Some answers may be coming on stem cells and knees. While many clinics around the word offer to treat arthritic knees with stem cells taken from a patient’s own fat—often for large sums of money—very little data exist on the outcomes of those treatments. So, it was great to read this week that a European consortium is about to launch a large trial that should provide some quality data.
The ADIPOA-2 trial will enroll 150 patients in a randomized way so that the stem cell treatment can be compared to standard therapies, and the researchers will handle processing of the fat stem cells in a consistent way across clinics in four countries. It follows a phase 1 ADIPOA trial with 18 patients that showed promising results.
Frank Barry of the National University of Ireland Galway is coordinating the phase 2 trial and was quoted in the university’s press release picked up by HealthCanal:
“The results from ADIPOA’s first-in-man-trials were very encouraging and paved the way for another study to further test the safety and effectiveness on a wider scale. ADIPOA-2 is bringing together Europe’s leading scientific, clinical and technical expertise on this project.”
A lingering question remains about how long any benefit from the stem cell therapy will last. Some researchers have suggested that fat stem cells can only form soft cartilage like in your ear lobe and not the articular hard cartilage normally in your knee. So, it will take some years of follow-up to see if any new cartilage made by the stem cells can stand up to the beating of a good tennis match or hike up a mountain.
CIRM funds a research team at the University of Calirfornia, San Diego, that believe they have found a way to get embryonic stem cells, which are more versatile than fat stem cells, to form the hard articular cartilage.

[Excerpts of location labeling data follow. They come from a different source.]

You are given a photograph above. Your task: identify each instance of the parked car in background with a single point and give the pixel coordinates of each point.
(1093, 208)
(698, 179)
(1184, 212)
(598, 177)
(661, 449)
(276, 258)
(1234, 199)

Great hope in tiny little organs. For the past couple years one of the hottest areas of stem cell science has been growing stem cells in 3-D cultures in the lab and getting them to self organize into multi-tissue layers that mimic some function of one of our vital organs. It has been done for the eye, lung, liver, kidney and brain, but the first was the intestine, and the researcher behind the advance, Hans Clevers, dubbed them “organoids.”
The journal Nature just published a good Q&A interview with Clevers who works at the Hubrecht Institute Utrecht, the Netherlands. In it he describes how organoids will be a useful tool for drug screening and how his team is working on ways that organoids made from a patient’s own cells could be tested in the lab for sensitivity to specific cancer therapies.